# getting bulky nutrition



## yasir360 (Jul 27, 2017)

hello
hope everyone is fine.
i wanted to know how can i get bulked up because i m very thin but i eat alot. i eat alot of fast foods pizza burger and other fried foods but still i am not getting mass.
plz provide suitable nutrition with some weight lifting routine for me.
thanks


----------



## psych (Jul 27, 2017)

Dude eat yes, but more often too.  If you can take a peice of white paper and rub your food on it and the paper turns clear, eat it. Thats your window to success. (this si a joke dont get butt hurt) But high calories are a must try top keep it healthy but, like war, ya gotta get dirty.

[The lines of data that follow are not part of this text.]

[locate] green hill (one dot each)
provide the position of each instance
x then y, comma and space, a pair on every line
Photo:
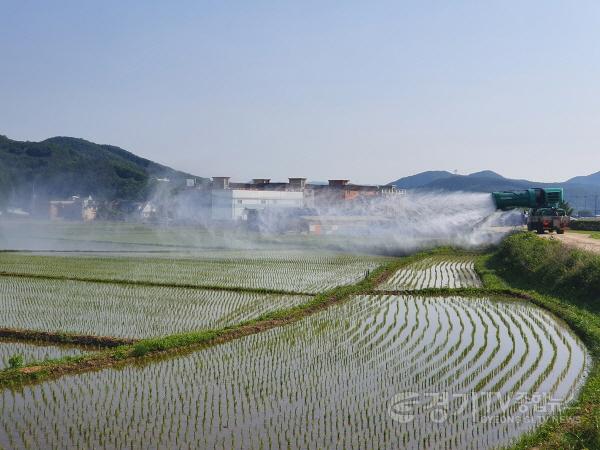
60, 167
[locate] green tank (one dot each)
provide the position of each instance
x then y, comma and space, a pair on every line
528, 198
544, 212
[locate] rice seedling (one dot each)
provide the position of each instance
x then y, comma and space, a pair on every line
434, 273
291, 271
26, 352
330, 380
128, 311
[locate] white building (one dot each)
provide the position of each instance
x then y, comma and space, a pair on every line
233, 204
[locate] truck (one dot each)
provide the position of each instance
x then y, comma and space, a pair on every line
543, 205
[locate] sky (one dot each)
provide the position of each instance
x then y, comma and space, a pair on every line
370, 91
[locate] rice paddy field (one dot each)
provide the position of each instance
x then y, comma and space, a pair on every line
285, 271
385, 367
324, 382
128, 311
33, 351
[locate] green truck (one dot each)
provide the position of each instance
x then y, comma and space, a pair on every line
543, 205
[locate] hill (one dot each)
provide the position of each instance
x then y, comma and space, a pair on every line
582, 192
60, 167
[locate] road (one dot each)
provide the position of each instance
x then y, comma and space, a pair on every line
579, 240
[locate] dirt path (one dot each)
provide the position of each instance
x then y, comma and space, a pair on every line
579, 240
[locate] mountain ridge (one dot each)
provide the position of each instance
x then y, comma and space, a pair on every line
62, 166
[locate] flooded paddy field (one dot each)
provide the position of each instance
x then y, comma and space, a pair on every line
378, 371
434, 273
293, 271
31, 352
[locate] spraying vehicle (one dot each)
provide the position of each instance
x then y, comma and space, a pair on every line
545, 212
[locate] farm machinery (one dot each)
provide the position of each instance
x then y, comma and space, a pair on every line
544, 211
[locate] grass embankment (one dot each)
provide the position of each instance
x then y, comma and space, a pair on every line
177, 343
566, 282
585, 224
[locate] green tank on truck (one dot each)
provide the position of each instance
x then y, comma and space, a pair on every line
543, 204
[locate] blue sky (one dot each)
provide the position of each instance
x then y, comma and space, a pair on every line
369, 91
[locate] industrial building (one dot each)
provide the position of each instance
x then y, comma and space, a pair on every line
297, 201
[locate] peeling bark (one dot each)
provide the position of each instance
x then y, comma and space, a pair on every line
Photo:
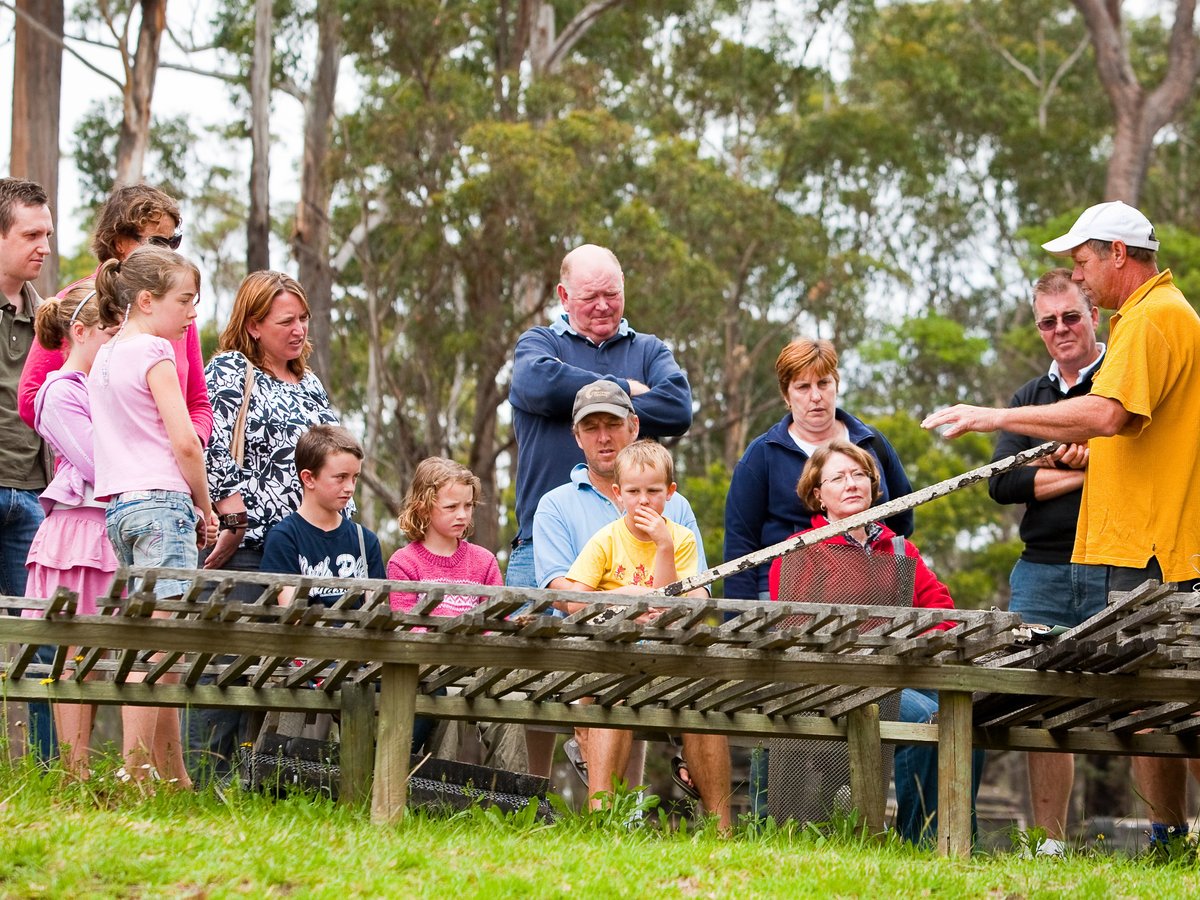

Routine do big movements. Squat bench power clean deadlift.  If you want a FREE routine, no.  Google that shit.


----------



## gungalunga (Jul 27, 2017)

Eat everything that doesn't try to eat you first  Do you belong to a gym? Do they have a wide variety of equipment? Do you workout at home? Give us some info to work with.....


----------



## squatster (Jul 27, 2017)

yasir360 said:


> hello
> hope everyone is fine.
> i wanted to know how can i get bulked up because i m very thin but i eat alot. i eat alot of fast foods pizza burger and other fried foods but still i am not getting mass.
> plz provide suitable nutrition with some weight lifting routine for me.
> thanks


What country are you from?


----------



## Sully (Jul 28, 2017)

yasir360 said:


> hello
> hope everyone is fine.
> i wanted to know how can i get bulked up because i m very thin but i eat alot. i eat alot of fast foods pizza burger and other fried foods but still i am not getting mass.
> plz provide suitable nutrition with some weight lifting routine for me.
> thanks



What are your current stats? Height, weight, body fat %, current training program, how long have you been training, etc.


----------



## psych (Jul 28, 2017)

You need to sign all the forms before we can help. Do you have ID? 
Where do you train/workout? Like a gym or a health club?
Do you have a trainer?
Stats help but you're probaly skinny. Or just small, which is good. You can get bigger and if by chance you get fat you will still look bigger than a fat guy that got bigger and fatter.

Help us, help you...


----------



## pitshack (Jul 28, 2017)

psych said:


> Dude eat yes, but more often too.  If you can take a peice of white paper and rub your food on it and the paper turns clear, eat it. Thats your window to success. (this si a joke dont get butt hurt) But high calories are a must try top keep it healthy but, like war, ya gotta get dirty.
> 
> Routine do big movements. Squat bench power clean deadlift.  If you want a FREE routine, no.  Google that shit.



That joke is from one of the best Simpsons episodes ever!!


----------



## psych (Jul 29, 2017)

pitshack said:


> That joke is from one of the best Simpsons episodes ever!!



yes


----------